The banner is red, white, and yellow with Saint Barbara's tower in the corner. During that first festival, small printed silk flags on spearhead staffs and larger printed cotton and wool bunting of both festival and Spanish ensign designs were sold. The Primavera banner became official and flew along with the United States flag when the new City Hall was dedicated on June 2, 1923. According to the Morning Press on June 3, 1923, it "yesterday was officially adopted as the city festival flag." In soliciting purchasers of the five-dollar Primavera memberships, the finance and publicity committee stated that the intent of the organization was to "establish an annual reunion day for all early day residents of California" and to "arrange for a fittingly beautiful and dignified celebration and historically accurate representation of the early or springtime period of California's colorful customs, romantic life and interesting history." When the directors of La Primavera Association met on February 5, 1920, they were delighted with the portions of a projected play which Wallace Rice read to them.
He had written it after an exhaustive study of California and Santa Barbara traditions. He saw that there was fine local talent and many descendants of the old settlers could portray Spanish and American pioneers. Qualified musicians collected and recorded early Indian, California, and Spanish music for the play. Mrs. Herminia De la Guerra Lee assisted in securing and training dancers. When Samuel Hume came from the Greek Theatre in Berkeley to direct the pageant, he told Santa Barbarans that nature had given them a perfect setting for the performance (near Canon Perdido Street and east of the former Presidio). This location is now the Peabody Stadium of Santa Barbara High School. Then it was a creek bed. Spanish traditions lent remarkable color to it. There were fewer than a dozen speaking parts in the show, but the chorus, dancers, and other participants brought the total to about three hundred.

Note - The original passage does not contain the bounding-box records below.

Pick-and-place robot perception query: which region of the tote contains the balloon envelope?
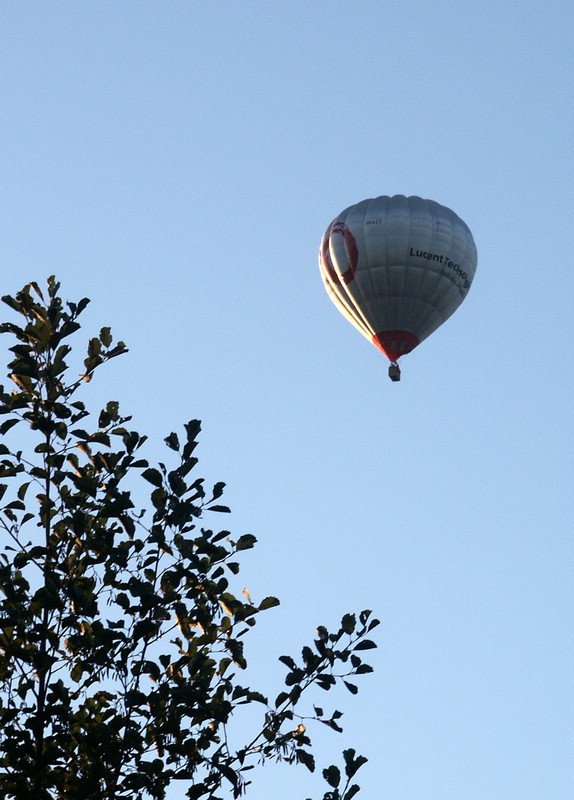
[319,195,477,361]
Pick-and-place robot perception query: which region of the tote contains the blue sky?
[0,0,574,800]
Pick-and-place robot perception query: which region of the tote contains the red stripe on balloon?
[372,331,419,361]
[321,220,359,285]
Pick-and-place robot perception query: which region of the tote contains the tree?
[0,277,378,800]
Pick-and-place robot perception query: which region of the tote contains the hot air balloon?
[319,195,476,381]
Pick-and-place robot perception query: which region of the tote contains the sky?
[0,0,574,800]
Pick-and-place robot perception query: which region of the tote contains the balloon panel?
[319,195,476,360]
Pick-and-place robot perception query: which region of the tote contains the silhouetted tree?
[0,277,378,800]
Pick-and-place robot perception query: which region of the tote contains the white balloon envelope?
[319,195,477,380]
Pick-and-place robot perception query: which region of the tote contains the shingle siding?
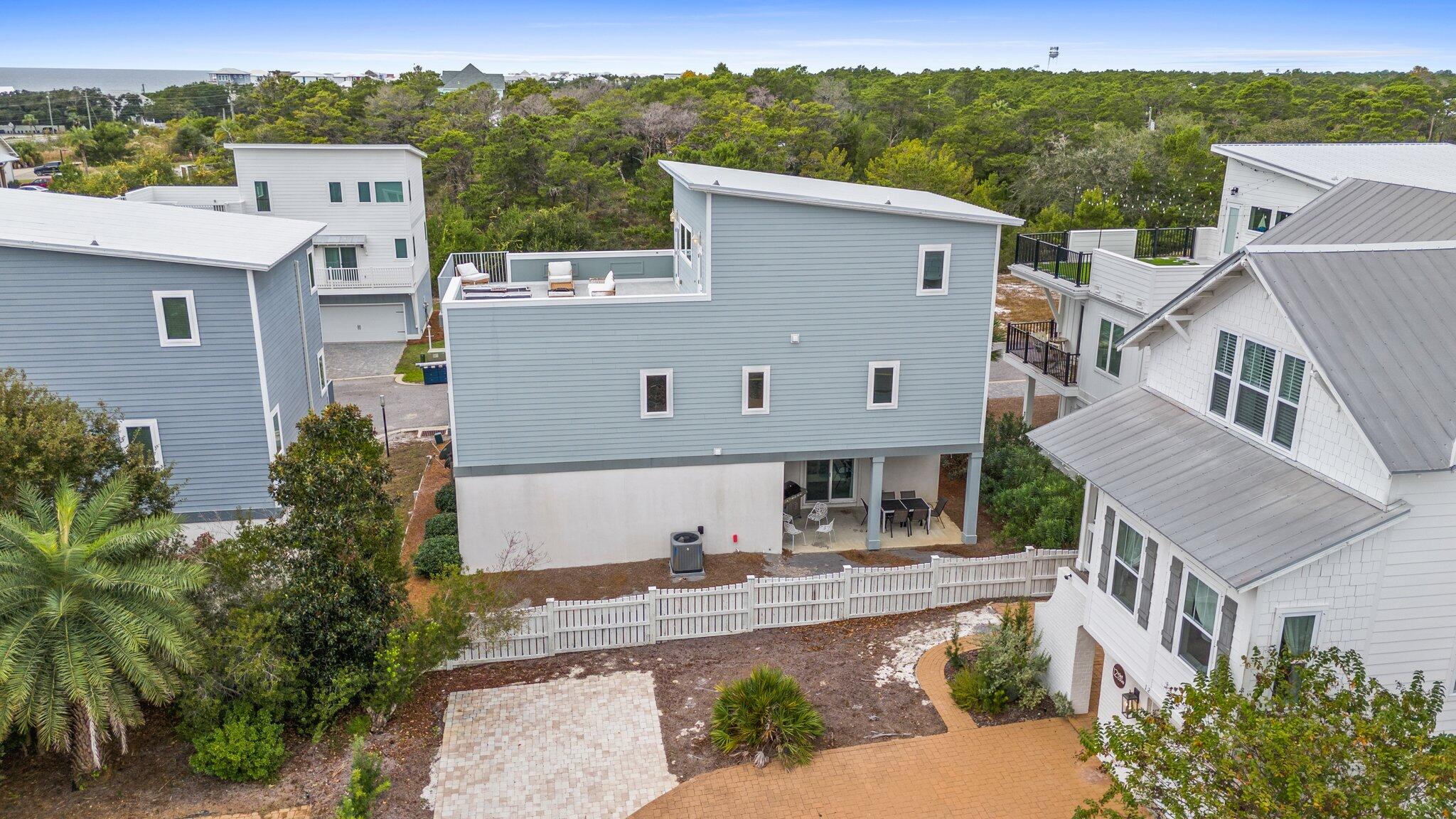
[0,242,272,513]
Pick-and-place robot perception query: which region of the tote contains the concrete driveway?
[333,373,450,433]
[323,341,405,386]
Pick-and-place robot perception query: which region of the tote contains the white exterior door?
[319,303,407,341]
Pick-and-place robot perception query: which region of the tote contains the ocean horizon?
[0,65,208,93]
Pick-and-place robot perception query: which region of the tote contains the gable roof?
[1211,143,1456,191]
[658,160,1024,226]
[0,189,325,269]
[1120,181,1456,472]
[1031,386,1409,592]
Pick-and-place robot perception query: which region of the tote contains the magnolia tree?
[1074,648,1456,819]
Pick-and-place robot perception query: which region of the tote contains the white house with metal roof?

"El Barbareño," played by Irving Pichel, recited three prologues to introduce the three acts: the first, Primavera and her twelve dancing months; then, the Spanish; and then, the American periods of Santa Barbara and California history, depicted by appropriate songs and authentic dances. The "springtime" masque was a theatrical success, but eventually the organization found that it was greatly in debt for the music and the elaborate staging and costuming, and the Primavera Association never presented another offering. The festivities had not ended Thursday night. On the following morning, horseback sports at Athletic Park occupied riders and entertained guests. In the afternoon, horsemen gaily dressed and decorated with Spanish colors led a parade of school children "dressed in white, garlanded with long green and bright-colored streamers made of fern leaves fastened together with bright flowers."